Oseas profetizó en el reino del Norte, Israel, en un tiempo de prosperidad externa y podredumbre interna: idolatría, alianzas políticas equivocadas, injusticia social. Su ministerio atravesó los reinados de varios reyes, desde Jeroboán II hasta Ezequías (Oseas 1:1).

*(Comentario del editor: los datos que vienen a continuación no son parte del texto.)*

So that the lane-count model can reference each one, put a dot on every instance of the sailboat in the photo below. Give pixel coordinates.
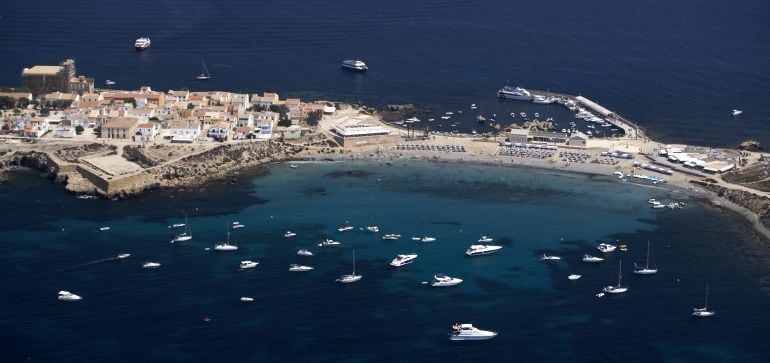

Fue en ese escenario que Dios dio una orden impactante: «Ve y toma por esposa a una prostituta, porque este país se ha entregado a la prostitución, alejándose del SEÑOR» (Oseas 1:2). Oseas obedeció y se casó con Gomer.
Los tres hijos del matrimonio recibieron nombres que eran sentencias proféticas: Jezreel anunciaba juicio, Lo-ruama significaba no amada, Lo-ammi significaba no mi pueblo. Cada nombre era un resumen del estado espiritual de Israel.
Gomer no permaneció fiel. En algún momento dejó al profeta y cayó en algún tipo de servidumbre. Dios entonces mandó a Oseas hacer algo aún más difícil: comprarla de nuevo por quince siclos de plata y una cantidad de cebada, y amarla otra vez (Oseas 3:1-2).
Cada gesto doloroso de Oseas era un espejo. El matrimonio roto era la fotografía de la alianza quebrantada entre Dios e Israel, la recompra era la imagen de un amor que va tras quien ya no merece ser buscado.
En medio del dolor, el libro guarda algunas de las palabras más tiernas del Antiguo Testamento: «Te haré mi esposa para siempre, te daré como dote el derecho y la justicia, el amor y la compasión» (Oseas 2:19), y «misericordia quiero, y no sacrificios» (Oseas 6:6), frase que el propio Jesús repetiría siglos después.
La vida de Oseas le pregunta al lector qué hace cuando es traicionado, y qué hace Dios cuando nosotros lo traicionamos. Antes de escribir una sola línea de teología, Oseas vivió el evangelio: un amor decidido a buscar al infiel y llamarlo de vuelta a casa.